U.S. Senators Challenge Biden's CBDC Initiative

Five U.S. senators propose legislation to ban CBDCs, challenging the Biden administration's digital dollar plans over privacy and surveillance concerns.

In a significant challenge to the Biden administration's plans to introduce a digital dollar, five U.S. senators have proposed legislation to ban Central Bank Digital Currencies (CBDCs). The move questions the Federal Reserve's plan for digital dollar issuance, citing concerns over citizen surveillance and freedom infringement.

Opposition to CBDC

Senators Ted Cruz, Bill Hagerty, Rick Scott, Ted Budd, and Mike Braun co-signed the "CBDC Anti-Surveillance State Act" on Feb. 26, aiming to restrict the Federal Reserve's ability to launch a CBDC. They argue that a government-controlled digital dollar could lead to unprecedented surveillance over American citizens, compromising financial privacy and autonomy.

Legislative Efforts

The proposed bill seeks to clarify that the Federal Reserve lacks the authority to issue a CBDC directly to individuals or use it for monetary policy purposes. Senator Cruz emphasized the need to protect citizens from potential government overreach into personal spending habits, supported by Senators Scott and Budd, who stressed the importance of financial privacy.

Potential Consequences

If passed, this legislation would require congressional approval for any future CBDC issuance, effectively preventing the Federal Reserve from acting as a retail bank.
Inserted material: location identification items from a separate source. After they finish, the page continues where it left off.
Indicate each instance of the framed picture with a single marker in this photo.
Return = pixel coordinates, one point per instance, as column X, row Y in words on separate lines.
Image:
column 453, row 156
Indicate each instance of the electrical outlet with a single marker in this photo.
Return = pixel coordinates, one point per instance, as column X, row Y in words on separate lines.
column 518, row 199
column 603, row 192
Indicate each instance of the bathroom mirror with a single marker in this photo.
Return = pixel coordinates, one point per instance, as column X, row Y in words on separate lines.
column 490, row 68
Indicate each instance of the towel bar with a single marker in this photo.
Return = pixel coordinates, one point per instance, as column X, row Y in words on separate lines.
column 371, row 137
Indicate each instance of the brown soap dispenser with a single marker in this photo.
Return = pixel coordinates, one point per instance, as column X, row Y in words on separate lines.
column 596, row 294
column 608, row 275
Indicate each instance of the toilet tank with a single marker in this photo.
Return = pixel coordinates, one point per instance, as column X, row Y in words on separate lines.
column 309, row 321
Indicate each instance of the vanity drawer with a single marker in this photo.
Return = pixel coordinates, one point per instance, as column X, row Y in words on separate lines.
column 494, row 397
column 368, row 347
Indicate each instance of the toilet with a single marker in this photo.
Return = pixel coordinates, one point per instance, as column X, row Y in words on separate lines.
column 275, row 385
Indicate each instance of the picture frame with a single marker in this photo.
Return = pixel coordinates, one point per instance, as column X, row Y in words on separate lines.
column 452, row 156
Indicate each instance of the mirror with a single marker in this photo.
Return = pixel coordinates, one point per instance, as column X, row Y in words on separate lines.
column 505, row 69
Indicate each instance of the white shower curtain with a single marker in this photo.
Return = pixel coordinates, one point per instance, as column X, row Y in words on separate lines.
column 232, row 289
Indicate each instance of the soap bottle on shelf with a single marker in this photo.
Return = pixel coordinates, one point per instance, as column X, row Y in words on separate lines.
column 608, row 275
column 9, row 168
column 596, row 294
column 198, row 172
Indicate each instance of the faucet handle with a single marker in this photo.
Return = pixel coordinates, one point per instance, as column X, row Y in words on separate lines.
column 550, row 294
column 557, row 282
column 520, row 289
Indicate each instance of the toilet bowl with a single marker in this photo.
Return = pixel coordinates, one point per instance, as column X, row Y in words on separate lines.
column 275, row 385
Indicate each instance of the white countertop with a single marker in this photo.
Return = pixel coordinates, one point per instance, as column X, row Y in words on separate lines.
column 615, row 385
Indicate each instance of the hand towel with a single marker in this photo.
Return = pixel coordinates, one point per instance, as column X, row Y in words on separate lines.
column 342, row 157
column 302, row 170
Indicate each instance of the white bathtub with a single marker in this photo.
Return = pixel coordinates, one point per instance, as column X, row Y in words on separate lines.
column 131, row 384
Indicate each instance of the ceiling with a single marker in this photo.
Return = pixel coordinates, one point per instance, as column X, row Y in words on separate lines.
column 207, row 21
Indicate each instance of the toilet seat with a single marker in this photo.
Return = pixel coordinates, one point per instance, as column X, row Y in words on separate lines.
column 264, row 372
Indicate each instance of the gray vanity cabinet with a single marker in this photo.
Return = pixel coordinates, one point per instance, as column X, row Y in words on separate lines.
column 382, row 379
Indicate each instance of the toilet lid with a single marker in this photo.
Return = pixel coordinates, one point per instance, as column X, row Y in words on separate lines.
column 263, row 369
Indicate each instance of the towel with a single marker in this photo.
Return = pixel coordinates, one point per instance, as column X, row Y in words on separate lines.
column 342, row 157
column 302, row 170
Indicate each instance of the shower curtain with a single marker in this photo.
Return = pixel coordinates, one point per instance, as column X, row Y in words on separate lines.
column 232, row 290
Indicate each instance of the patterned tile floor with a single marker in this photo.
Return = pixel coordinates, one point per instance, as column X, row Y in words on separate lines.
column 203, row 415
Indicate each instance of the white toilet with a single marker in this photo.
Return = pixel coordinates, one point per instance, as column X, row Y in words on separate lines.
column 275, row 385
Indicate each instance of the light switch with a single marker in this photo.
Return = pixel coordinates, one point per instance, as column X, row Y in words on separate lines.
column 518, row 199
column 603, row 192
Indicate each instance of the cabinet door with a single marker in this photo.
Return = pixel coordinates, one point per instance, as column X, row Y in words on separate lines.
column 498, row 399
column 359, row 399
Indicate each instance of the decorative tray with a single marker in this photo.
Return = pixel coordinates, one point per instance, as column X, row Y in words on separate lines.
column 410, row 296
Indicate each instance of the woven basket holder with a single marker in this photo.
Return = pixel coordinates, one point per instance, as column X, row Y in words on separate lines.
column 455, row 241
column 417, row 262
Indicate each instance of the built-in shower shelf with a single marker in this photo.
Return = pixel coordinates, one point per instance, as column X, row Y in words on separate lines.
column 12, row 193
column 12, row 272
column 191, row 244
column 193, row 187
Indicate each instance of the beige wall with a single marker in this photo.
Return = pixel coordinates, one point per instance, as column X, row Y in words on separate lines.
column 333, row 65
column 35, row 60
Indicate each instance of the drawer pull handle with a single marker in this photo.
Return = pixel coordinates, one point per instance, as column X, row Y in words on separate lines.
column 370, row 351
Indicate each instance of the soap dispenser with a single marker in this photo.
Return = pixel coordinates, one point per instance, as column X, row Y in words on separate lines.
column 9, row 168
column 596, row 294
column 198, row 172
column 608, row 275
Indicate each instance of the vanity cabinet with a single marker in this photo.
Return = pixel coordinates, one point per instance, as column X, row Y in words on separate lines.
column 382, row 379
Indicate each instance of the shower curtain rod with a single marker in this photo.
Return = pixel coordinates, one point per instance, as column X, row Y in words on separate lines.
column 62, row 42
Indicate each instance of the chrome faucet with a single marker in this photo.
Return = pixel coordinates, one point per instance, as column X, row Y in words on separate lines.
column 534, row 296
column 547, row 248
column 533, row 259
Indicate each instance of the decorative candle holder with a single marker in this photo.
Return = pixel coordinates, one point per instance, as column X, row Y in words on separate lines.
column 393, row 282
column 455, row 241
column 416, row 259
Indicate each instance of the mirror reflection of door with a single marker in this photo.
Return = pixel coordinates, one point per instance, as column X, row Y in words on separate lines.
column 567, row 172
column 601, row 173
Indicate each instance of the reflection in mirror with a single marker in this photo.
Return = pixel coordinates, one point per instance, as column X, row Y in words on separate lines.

The bill has garnered support from various associations, including Heritage Action for America, the Blockchain Association, and the American Bankers Association, highlighting widespread concern over CBDC implications.

Political Landscape

The opposition to CBDCs also resonates with former President Donald Trump, who has publicly vowed to oppose the creation of a government-controlled digital currency, citing concerns over its impact on privacy and freedom.